O “letramento crítico” pode ser inferido em dois objetivos finais do 9º ano: “compreender e refletir sobre o uso da língua em diferentes situações de interlocução” (idem), já que a adequação linguística pode ser relacionada ao letramento crítico e “confrontar opiniões, expressar ideias, despertando a criticidade por meio de argumentos” (idem).

Ao analisarmos todos os quadros de objetivos e conteúdos dos anos finais do EF, notamos que, no eixo da leitura e da escrita, a prioridade é dada aos gêneros que circulam nas esferas mais tradicionais, como a literatura canônica, a jornalística e a científica, como por exemplo, fábulas, carta, relato pessoal (6º ano); poesia, reportagens e entrevistas (7º ano); crônicas, charges e memórias (8º ano) e contos, debates, textos humorísticos, resenha, carta de reclamação, artigo de opinião, convite, memorando, requerimento, carta comercial, formulário, currículo, poesia visual e cordel (9º ano).

Nos 8º e 9º anos podemos perceber uma ênfase maior na criticidade dos gêneros e dos letramentos, mas, mesmo assim, ainda não há diversidade, já que não a presença de, por exemplo, letras de rap ou funk ou outro ritmo que faça parte da coleção dos alunos; há a afirmação, no 7º ano, de “letras de músicas de estilos variados com ênfase em cidadania” (BRASÍLIA, 2013c, p. 22), mas não há especificidade.

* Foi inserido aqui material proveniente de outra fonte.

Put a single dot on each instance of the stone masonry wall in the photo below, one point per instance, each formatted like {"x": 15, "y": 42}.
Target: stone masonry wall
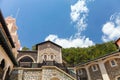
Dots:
{"x": 49, "y": 73}
{"x": 113, "y": 71}
{"x": 95, "y": 74}
{"x": 83, "y": 75}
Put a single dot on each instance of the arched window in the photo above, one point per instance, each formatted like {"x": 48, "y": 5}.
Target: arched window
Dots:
{"x": 2, "y": 65}
{"x": 54, "y": 78}
{"x": 45, "y": 57}
{"x": 26, "y": 59}
{"x": 118, "y": 78}
{"x": 52, "y": 57}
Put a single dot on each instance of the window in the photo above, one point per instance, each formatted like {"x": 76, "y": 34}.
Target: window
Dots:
{"x": 94, "y": 68}
{"x": 80, "y": 72}
{"x": 45, "y": 57}
{"x": 113, "y": 63}
{"x": 51, "y": 56}
{"x": 118, "y": 78}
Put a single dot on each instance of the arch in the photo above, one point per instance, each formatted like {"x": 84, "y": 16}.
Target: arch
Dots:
{"x": 110, "y": 58}
{"x": 7, "y": 74}
{"x": 54, "y": 78}
{"x": 2, "y": 65}
{"x": 28, "y": 56}
{"x": 117, "y": 77}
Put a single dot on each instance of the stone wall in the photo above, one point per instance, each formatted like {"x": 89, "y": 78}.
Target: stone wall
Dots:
{"x": 95, "y": 74}
{"x": 113, "y": 71}
{"x": 26, "y": 74}
{"x": 48, "y": 52}
{"x": 33, "y": 54}
{"x": 48, "y": 73}
{"x": 48, "y": 45}
{"x": 81, "y": 75}
{"x": 32, "y": 75}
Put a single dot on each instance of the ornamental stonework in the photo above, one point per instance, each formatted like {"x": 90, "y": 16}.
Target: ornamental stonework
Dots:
{"x": 50, "y": 73}
{"x": 32, "y": 75}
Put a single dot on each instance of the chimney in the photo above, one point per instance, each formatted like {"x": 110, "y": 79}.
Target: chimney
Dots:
{"x": 118, "y": 43}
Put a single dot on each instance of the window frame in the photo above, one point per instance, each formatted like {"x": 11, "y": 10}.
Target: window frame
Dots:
{"x": 94, "y": 68}
{"x": 111, "y": 63}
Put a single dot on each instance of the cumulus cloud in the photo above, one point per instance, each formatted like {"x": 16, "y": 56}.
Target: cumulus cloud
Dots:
{"x": 67, "y": 43}
{"x": 78, "y": 14}
{"x": 111, "y": 29}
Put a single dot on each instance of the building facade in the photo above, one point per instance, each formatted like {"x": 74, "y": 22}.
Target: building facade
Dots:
{"x": 7, "y": 55}
{"x": 43, "y": 64}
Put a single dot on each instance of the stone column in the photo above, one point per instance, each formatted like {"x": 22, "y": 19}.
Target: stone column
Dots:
{"x": 4, "y": 74}
{"x": 103, "y": 71}
{"x": 88, "y": 74}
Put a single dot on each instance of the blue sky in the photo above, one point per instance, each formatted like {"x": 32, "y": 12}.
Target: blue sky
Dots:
{"x": 69, "y": 23}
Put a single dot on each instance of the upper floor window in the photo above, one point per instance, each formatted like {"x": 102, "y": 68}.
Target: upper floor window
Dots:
{"x": 80, "y": 72}
{"x": 45, "y": 57}
{"x": 113, "y": 63}
{"x": 52, "y": 56}
{"x": 94, "y": 67}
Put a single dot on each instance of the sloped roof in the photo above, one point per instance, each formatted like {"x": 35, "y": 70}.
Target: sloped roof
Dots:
{"x": 48, "y": 42}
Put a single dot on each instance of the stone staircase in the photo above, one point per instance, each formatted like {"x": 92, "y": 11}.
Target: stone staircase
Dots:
{"x": 47, "y": 63}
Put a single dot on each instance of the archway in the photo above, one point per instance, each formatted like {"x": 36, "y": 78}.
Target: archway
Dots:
{"x": 2, "y": 65}
{"x": 117, "y": 77}
{"x": 26, "y": 61}
{"x": 54, "y": 78}
{"x": 28, "y": 57}
{"x": 7, "y": 74}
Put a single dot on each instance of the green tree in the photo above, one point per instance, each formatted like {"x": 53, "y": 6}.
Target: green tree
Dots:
{"x": 34, "y": 47}
{"x": 25, "y": 48}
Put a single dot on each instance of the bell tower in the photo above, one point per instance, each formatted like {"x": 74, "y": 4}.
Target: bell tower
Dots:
{"x": 49, "y": 51}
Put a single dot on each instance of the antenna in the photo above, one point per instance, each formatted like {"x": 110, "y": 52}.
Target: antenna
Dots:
{"x": 17, "y": 13}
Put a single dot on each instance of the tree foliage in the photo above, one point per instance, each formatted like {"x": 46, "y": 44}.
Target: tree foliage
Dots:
{"x": 25, "y": 48}
{"x": 78, "y": 55}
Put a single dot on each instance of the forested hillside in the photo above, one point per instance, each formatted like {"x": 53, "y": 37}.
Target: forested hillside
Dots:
{"x": 74, "y": 56}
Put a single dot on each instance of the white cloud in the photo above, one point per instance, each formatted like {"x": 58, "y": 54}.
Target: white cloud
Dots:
{"x": 67, "y": 43}
{"x": 111, "y": 29}
{"x": 78, "y": 14}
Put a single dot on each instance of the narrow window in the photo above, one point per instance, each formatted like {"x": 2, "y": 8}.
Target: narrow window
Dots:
{"x": 45, "y": 57}
{"x": 80, "y": 72}
{"x": 118, "y": 78}
{"x": 113, "y": 63}
{"x": 94, "y": 68}
{"x": 51, "y": 56}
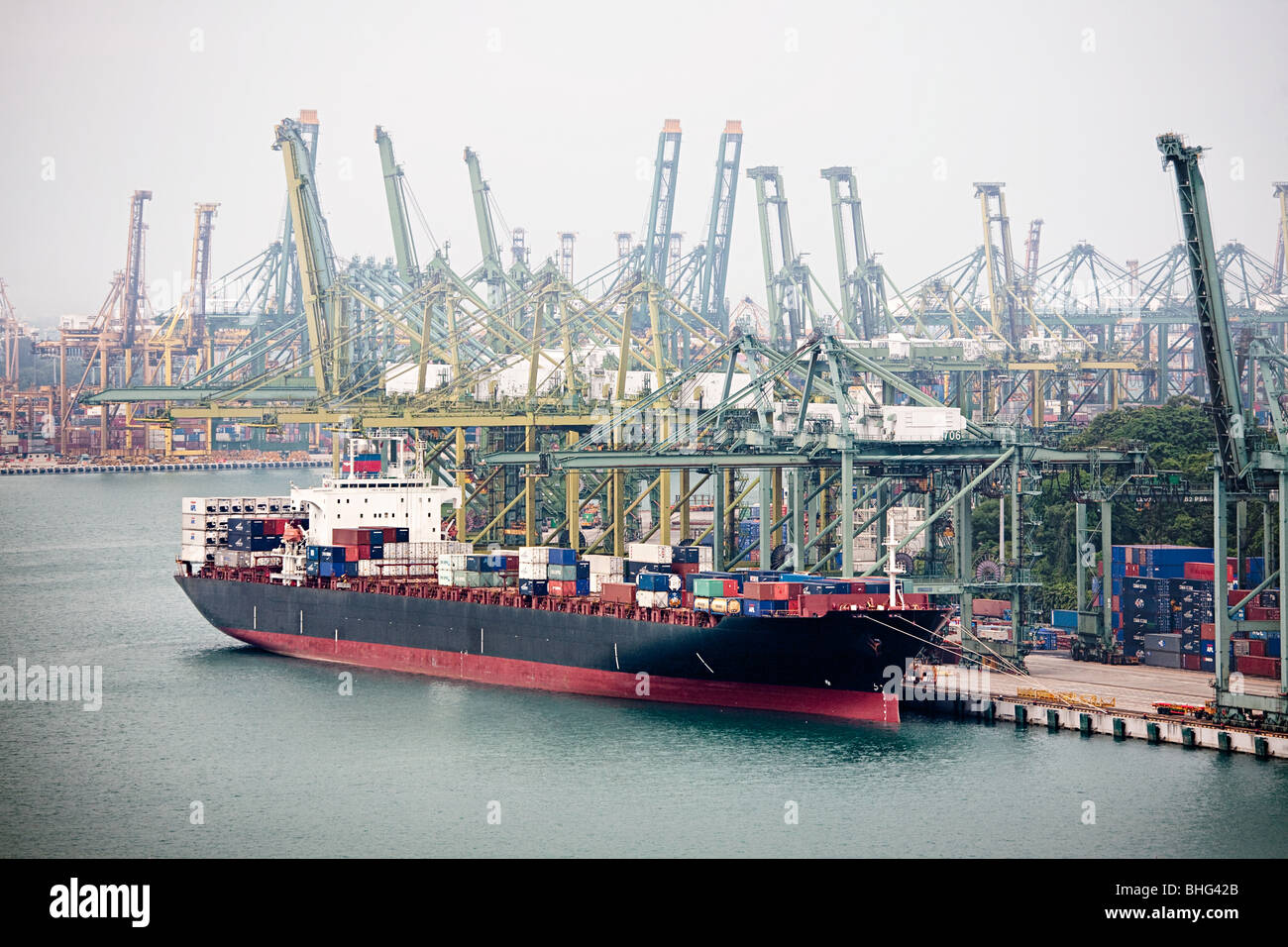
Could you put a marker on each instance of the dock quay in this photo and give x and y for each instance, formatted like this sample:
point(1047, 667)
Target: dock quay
point(1104, 699)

Também não há menção aos gêneros da esfera digital, salvo mensagem eletrônica, com exceção do 6º ano; posts, fanfics, podcasts, vídeos não são mencionados.

Em relação ao eixo da análise linguística, apesar de mencionar este termo específico, há conteúdos como frase, oração e período; tipos de sujeito e tipos de predicados; em relação ao 8º ano, há adjunto adnominal e complemento nominal; período simples e composto e orações coordenadas; o 9º ano prossegue com orações substantivas, adjetivas e adverbiais. Ou seja, a nomenclatura e o modo como tais conteúdos estão colocados nos remete à gramática normativa tradicional.